What is A Medical Administrative Assistant?

Administrative Assisting3 Comments

Career Step provides a quick look at the role of Medical Administrative Assistants.
You are enrolled or considering enrolling in a course that will train you to become a great medical administrative assistant (MAA). As you take this step it is important to know exactly what an MAA is and does.

Most have heard of a medical assistant who takes you back to see the doctor, draws blood, or gives shots, and others have heard of an administrative assistant, but when you put the two of these together, you get a medical administrative assistant (which we will refer to as MAA from here on out because it is such a long name!) Other titles for this position include medical receptionist, medical secretary, medical office administrator, front desk secretary, medical office secretary, medical office assistant, medical front office clerk, or medical scheduler. You could also switch out “medical” for “hospital” or “dental” for any of these titles. As you can see, there are many different positions and titles you may apply for. Although there are many names, most have the same or similar responsibilities. We hope our course will prepare you to be successful in each one.

As an MAA, you will have a wide variety of responsibilities depending on what type of office you work in and the individual office practices. Most MAAs perform routine administrative and clinical tasks to help keep a physicians’ office or clinic running efficiently. You might review and reply to correspondence, coordinate collections, prepare reports, keep records, answer calls, schedule appointments, greet patients, maintain files, update patient charts, transcribe dictation, order supplies,  and help with insurance and billing. You must also know basic office duties, such as faxing, printing, and copying.

As an MAA, you will often be the first point of contact for patients or clients, so it is important to be professional, friendly, and efficient. A good medical administrative assistant is very valuable. You will want to maintain a well-organized, clean, and efficient office. If not well-maintained, patients may lose their confidence in the medical office, staff, and doctors, and they may seek care elsewhere. It is often the MAAs’ responsibility (among many other duties of a medical assistant) to create and maintain a welcoming environment and to ensure that patients have a good experience from the moment they enter the office.

A career as a medical administrative assistant can be very fulfilling!

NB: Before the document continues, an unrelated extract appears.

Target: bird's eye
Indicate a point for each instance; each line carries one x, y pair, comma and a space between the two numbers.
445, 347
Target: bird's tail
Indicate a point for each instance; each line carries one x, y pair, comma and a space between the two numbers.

If this sounds like what you are looking for, you are headed in the right direction!

Leave a comment below »

  1. michelle November 15, 2012

    i just enrolled this. i hope my brain can take this course….

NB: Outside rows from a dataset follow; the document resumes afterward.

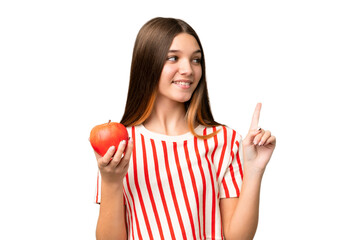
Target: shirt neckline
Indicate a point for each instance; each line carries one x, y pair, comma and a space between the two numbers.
176, 138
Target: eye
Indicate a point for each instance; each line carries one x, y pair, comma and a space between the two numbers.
197, 60
172, 58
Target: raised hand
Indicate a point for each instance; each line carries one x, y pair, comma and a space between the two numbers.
258, 145
113, 165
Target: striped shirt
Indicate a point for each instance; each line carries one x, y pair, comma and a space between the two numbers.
174, 183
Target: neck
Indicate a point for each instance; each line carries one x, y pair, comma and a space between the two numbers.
167, 117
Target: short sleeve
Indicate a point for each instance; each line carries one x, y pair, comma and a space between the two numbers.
231, 183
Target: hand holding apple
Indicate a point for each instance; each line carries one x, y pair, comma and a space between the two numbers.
112, 150
103, 136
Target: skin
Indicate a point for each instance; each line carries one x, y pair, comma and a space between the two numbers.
239, 215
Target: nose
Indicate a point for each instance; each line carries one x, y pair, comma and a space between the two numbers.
185, 67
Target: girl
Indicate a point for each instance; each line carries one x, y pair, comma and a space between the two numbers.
182, 175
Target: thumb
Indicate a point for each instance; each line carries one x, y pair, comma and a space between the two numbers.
249, 139
105, 160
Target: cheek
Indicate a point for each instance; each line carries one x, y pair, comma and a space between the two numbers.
167, 72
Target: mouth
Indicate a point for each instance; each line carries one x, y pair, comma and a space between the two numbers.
182, 83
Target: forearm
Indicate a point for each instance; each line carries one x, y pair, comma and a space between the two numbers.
244, 221
111, 222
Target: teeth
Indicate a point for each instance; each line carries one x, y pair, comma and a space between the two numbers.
183, 83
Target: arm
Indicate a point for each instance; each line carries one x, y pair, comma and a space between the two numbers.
112, 221
240, 215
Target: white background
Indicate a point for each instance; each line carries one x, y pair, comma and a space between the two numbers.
64, 68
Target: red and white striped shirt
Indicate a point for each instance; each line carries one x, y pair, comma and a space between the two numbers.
174, 183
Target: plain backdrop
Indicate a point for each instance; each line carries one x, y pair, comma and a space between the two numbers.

  2. Hannah wright April 07, 2014

    Very interested in this and looking for a good school to go to for this, hope this can help me out smile

  3. Career Step April 09, 2014

    Hi Hannah,

    I’ve passed your information on to our Academic Advisors and someone should be contacting you shortly to provide more information about our Medical Administrative Assistant training.

    Best wishes!

  4. Genesis July 11, 2015

    I was wondering if medical administrative assistants have to wear scrubs ?

    I was a to work in the medical field but not much interactions with patients?

  5. Instructor Craig Laursen July 14, 2015

    Some clinics will have their front desk personnel wear scrubs but not all of them. Dress code really depends on the office you work in.
    You will likely interact with patients - scheduling appointments, preparing and explaining forms, collecting copays - the interaction will NOT be clinical, however. Your scope of practice will be administrative rather than working directly with patients health issues.

  6. Marla Gould December 08, 2015

    I am in my first semester of MAA and my only problem is I do not know how to do certain lessons on the computer. My next step was and is to take free classes at my public library which I do every Saturday. If it is the last thing I do on this Earth I am going to learn this and be proud to greet my patients as well as help the Doctor take care of them.